It seems to be a rather Dovish bias communicated by the Reserve Bank of Australia in its minutes of the meeting of 3 September
2019. Although it decided not to further reduce its Cash rate in September after easing already two times this year in June and July, it
appears that the RBA move came unsurprisingly, as the RBA waits for the Fed tomorrow before moving its toes. Financial markets are now
anticipating an additional rate cut by year-end of 0.25 percentage point, which is in line with expectations for the Fed. Following the
announcement, the Aussie has been dragging down somewhat against G10 peers.

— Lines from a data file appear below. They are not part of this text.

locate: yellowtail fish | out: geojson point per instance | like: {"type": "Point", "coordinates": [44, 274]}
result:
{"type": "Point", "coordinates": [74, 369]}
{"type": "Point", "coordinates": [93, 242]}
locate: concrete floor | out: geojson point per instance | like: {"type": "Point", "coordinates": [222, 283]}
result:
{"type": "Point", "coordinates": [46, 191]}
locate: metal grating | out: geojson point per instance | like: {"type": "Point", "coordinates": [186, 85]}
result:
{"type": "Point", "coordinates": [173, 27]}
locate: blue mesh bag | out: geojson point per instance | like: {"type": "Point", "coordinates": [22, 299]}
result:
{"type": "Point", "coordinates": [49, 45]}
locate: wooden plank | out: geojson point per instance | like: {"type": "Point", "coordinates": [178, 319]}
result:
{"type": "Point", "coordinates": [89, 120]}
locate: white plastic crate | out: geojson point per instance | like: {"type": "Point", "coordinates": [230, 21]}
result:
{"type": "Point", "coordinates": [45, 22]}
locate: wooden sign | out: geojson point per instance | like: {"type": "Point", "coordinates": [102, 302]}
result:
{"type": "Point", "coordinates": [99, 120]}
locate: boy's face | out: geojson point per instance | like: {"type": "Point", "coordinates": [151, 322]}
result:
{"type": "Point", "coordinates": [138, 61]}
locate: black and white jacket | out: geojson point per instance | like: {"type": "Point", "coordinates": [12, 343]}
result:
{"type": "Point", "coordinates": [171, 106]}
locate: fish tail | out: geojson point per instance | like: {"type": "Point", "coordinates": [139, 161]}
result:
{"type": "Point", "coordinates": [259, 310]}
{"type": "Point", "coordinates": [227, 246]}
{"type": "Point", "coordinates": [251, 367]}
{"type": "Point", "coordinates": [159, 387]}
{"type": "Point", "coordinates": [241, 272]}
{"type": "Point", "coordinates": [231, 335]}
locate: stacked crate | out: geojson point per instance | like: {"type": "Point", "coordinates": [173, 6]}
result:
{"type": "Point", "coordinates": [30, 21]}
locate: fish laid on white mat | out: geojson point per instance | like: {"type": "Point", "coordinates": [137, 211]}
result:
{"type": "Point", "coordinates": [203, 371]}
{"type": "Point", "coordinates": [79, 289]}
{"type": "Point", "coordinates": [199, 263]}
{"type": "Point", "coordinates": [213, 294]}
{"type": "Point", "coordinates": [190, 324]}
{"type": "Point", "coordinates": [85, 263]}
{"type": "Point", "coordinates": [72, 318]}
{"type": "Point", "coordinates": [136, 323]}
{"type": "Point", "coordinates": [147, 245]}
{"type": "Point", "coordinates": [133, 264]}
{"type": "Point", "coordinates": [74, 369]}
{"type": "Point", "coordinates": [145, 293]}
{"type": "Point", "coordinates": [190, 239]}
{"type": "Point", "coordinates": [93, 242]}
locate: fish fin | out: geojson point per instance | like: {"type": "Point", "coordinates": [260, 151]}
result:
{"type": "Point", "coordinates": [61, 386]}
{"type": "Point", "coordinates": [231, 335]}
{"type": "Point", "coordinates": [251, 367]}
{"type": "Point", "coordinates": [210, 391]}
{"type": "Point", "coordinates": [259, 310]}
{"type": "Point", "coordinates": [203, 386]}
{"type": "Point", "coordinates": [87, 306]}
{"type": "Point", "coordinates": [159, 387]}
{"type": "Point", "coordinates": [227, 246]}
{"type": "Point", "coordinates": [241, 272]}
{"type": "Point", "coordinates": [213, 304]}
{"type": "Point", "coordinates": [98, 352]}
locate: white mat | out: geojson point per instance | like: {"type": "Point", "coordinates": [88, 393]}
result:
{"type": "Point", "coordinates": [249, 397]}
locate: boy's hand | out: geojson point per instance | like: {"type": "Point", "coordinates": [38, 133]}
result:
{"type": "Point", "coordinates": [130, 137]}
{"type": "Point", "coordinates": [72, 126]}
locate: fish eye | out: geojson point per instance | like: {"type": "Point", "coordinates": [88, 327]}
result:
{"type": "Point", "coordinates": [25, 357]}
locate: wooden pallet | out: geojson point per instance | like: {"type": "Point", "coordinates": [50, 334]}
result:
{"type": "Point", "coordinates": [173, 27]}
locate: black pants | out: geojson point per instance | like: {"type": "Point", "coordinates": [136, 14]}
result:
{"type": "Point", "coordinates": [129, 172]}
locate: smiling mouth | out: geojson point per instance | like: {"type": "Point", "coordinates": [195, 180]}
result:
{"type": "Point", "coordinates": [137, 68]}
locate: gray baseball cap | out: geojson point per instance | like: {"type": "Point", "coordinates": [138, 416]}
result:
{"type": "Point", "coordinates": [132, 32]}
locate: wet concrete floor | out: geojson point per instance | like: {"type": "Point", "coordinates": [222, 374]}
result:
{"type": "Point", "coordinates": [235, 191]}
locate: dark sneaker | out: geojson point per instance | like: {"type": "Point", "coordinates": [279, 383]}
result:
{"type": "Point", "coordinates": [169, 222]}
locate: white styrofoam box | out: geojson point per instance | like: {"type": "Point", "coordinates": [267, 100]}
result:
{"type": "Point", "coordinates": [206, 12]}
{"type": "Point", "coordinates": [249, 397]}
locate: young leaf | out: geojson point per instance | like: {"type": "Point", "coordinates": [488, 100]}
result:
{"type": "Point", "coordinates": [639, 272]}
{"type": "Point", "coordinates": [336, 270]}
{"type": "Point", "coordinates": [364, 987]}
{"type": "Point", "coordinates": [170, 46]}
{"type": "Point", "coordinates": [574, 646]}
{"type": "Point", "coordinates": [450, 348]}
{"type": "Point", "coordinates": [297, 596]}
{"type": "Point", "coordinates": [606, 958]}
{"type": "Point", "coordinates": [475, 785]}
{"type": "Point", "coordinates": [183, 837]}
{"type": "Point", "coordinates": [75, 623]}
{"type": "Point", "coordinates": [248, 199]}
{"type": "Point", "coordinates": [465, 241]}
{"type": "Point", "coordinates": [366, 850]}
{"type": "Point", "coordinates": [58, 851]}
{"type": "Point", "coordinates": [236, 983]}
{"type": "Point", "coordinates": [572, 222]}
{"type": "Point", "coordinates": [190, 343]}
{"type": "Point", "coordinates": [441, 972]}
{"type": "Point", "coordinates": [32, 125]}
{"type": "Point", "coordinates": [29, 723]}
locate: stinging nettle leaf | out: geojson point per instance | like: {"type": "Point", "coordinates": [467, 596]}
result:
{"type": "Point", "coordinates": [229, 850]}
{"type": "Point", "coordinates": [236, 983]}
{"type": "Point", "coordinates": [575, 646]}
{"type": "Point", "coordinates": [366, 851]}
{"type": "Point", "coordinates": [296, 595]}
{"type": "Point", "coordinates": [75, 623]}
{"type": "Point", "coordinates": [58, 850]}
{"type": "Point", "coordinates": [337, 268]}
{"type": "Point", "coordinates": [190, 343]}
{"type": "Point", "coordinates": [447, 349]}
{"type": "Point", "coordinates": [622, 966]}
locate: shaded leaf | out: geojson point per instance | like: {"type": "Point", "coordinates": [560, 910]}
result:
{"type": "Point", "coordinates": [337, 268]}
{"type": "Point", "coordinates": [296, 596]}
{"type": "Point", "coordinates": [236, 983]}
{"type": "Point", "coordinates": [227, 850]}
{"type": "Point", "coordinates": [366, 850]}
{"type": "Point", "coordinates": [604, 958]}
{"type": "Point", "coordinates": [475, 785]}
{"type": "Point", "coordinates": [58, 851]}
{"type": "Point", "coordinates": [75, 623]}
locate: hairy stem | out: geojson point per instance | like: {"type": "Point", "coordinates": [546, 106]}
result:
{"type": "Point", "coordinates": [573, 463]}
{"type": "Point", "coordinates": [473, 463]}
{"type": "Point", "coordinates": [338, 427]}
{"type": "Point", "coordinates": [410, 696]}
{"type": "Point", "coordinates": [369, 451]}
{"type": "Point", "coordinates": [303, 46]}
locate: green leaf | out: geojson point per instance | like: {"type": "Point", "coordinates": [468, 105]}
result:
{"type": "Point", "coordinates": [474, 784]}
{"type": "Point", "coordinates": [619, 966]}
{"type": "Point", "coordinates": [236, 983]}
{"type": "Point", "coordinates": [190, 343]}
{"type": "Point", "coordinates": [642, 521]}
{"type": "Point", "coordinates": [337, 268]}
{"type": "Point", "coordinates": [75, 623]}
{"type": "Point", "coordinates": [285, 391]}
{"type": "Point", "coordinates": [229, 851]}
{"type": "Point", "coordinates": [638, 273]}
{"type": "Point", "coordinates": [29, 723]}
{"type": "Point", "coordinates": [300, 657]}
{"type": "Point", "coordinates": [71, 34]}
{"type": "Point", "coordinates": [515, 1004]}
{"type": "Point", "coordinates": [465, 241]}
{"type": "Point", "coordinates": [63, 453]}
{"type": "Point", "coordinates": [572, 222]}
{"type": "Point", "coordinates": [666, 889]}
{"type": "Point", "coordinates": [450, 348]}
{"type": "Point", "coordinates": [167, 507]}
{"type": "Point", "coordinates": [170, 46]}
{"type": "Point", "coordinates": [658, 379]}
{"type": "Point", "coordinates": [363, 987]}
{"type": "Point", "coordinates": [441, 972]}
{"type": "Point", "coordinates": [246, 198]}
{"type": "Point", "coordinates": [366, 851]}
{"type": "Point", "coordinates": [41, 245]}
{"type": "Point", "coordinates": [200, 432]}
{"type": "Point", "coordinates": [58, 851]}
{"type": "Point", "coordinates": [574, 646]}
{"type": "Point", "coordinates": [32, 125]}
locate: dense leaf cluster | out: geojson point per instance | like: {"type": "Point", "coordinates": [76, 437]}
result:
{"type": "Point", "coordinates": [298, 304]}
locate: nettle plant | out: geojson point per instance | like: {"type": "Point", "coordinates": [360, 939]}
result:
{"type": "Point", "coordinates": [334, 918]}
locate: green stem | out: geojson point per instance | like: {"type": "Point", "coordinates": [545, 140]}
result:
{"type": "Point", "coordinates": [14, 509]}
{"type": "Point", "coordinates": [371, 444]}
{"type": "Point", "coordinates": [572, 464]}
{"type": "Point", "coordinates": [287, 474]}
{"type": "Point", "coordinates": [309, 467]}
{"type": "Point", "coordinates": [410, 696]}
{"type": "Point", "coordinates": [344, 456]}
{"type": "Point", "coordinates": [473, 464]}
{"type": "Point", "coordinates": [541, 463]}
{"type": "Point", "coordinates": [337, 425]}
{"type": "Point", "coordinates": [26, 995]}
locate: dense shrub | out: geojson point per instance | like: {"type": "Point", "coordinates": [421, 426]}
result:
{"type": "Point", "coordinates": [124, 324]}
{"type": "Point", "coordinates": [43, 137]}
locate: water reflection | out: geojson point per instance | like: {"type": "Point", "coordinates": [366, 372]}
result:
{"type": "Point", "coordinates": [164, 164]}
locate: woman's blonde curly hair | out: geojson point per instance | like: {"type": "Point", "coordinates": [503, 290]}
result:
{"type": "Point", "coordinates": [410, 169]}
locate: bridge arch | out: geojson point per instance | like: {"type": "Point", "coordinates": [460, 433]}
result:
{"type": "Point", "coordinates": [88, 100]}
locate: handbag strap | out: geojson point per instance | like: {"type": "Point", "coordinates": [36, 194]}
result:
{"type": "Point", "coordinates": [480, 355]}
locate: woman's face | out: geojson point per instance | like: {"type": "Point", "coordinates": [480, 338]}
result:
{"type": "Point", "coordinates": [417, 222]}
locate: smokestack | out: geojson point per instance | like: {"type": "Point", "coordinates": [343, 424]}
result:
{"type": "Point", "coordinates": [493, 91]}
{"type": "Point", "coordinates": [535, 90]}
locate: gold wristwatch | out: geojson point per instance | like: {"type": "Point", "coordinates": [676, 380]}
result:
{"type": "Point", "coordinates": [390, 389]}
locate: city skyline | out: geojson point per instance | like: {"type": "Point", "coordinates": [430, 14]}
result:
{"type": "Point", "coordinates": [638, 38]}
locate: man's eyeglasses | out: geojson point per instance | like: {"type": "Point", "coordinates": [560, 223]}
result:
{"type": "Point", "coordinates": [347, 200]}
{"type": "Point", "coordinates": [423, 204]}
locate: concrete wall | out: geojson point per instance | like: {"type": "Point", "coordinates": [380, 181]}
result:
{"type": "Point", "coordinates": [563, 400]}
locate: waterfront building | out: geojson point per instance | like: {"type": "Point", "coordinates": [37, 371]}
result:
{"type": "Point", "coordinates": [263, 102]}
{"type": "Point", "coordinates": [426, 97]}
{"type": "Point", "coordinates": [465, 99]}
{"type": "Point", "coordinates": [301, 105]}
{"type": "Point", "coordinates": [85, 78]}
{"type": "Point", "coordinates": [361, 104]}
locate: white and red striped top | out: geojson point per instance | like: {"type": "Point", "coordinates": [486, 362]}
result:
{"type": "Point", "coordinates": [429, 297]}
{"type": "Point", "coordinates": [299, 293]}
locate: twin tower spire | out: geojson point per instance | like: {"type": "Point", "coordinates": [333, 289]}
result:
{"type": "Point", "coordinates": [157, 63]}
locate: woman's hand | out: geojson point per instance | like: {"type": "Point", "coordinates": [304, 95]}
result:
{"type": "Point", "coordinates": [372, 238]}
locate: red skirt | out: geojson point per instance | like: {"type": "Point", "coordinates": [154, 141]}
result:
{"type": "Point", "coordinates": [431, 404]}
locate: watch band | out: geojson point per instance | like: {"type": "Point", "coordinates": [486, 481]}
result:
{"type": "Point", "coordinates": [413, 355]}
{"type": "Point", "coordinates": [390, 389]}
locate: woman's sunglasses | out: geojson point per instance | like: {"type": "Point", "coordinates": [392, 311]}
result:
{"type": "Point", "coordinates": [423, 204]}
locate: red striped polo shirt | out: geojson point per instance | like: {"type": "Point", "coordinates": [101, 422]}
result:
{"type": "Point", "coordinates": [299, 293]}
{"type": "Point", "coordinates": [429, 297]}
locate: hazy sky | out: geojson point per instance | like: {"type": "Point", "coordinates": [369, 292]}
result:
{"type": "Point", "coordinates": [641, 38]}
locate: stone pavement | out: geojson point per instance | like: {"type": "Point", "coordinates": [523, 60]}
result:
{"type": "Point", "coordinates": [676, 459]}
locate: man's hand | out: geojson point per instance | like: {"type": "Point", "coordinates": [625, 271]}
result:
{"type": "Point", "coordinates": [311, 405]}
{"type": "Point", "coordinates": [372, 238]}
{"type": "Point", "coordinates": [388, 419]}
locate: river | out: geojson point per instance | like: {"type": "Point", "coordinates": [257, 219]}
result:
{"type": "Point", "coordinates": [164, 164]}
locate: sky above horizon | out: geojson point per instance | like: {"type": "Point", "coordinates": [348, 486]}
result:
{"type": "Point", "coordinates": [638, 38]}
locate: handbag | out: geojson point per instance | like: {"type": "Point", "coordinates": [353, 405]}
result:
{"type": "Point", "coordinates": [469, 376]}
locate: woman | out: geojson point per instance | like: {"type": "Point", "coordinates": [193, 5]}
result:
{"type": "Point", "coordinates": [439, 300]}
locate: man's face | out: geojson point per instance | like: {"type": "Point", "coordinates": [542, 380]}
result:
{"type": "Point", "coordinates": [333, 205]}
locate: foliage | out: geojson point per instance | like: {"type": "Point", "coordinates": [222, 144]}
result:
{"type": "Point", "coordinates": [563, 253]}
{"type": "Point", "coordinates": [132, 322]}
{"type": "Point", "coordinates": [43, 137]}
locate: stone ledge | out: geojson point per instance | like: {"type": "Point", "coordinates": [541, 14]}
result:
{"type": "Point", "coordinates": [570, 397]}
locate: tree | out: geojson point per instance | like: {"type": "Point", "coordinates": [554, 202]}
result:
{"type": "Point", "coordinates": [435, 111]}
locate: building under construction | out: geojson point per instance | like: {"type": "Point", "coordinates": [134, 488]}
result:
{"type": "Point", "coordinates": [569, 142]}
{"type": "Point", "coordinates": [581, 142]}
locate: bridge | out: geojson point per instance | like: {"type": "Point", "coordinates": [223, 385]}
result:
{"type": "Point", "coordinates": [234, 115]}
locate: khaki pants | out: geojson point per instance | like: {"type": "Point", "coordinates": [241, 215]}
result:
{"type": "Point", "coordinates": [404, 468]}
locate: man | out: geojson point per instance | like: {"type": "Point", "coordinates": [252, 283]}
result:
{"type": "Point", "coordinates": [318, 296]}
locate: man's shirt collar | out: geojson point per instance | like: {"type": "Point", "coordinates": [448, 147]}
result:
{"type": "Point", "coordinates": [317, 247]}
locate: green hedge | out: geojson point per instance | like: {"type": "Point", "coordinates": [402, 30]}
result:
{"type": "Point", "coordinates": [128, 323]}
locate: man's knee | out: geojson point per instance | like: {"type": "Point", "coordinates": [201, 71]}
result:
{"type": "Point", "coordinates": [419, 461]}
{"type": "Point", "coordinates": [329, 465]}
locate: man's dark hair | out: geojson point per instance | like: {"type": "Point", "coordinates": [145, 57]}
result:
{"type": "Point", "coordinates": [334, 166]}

The RBA easing tone has not fundamentally changed from August Board Minutes, as it continues to favor further easing if required to
support growth and achieve inflation target of 2% - 3%. While policy makers consider the US – China trade spat to remain a major drawdown to
global growth, downside risks stay domestically due to stagnant wage growth and weak domestic consumption stimulus, despite PM Scott
Morrison tax cut validated in July 2019. Ultimately, the question arises whether the housing market is not at risk in spite of household debt
and mortgage approvals at historical high and multi-year high respectively, in addition to stalling wage growth. Accordingly, attention
will now turn to Thursday's release of August's labor data and in particular the unemployment rate gauge that should be unchanged at 5.20%, a
market that the RBA expects to remain robust looking forward.
In that respect, AUD/USD currently trading at 0.6835, a 7-day low, is likely to stay flat short-term, approaching 0.6830.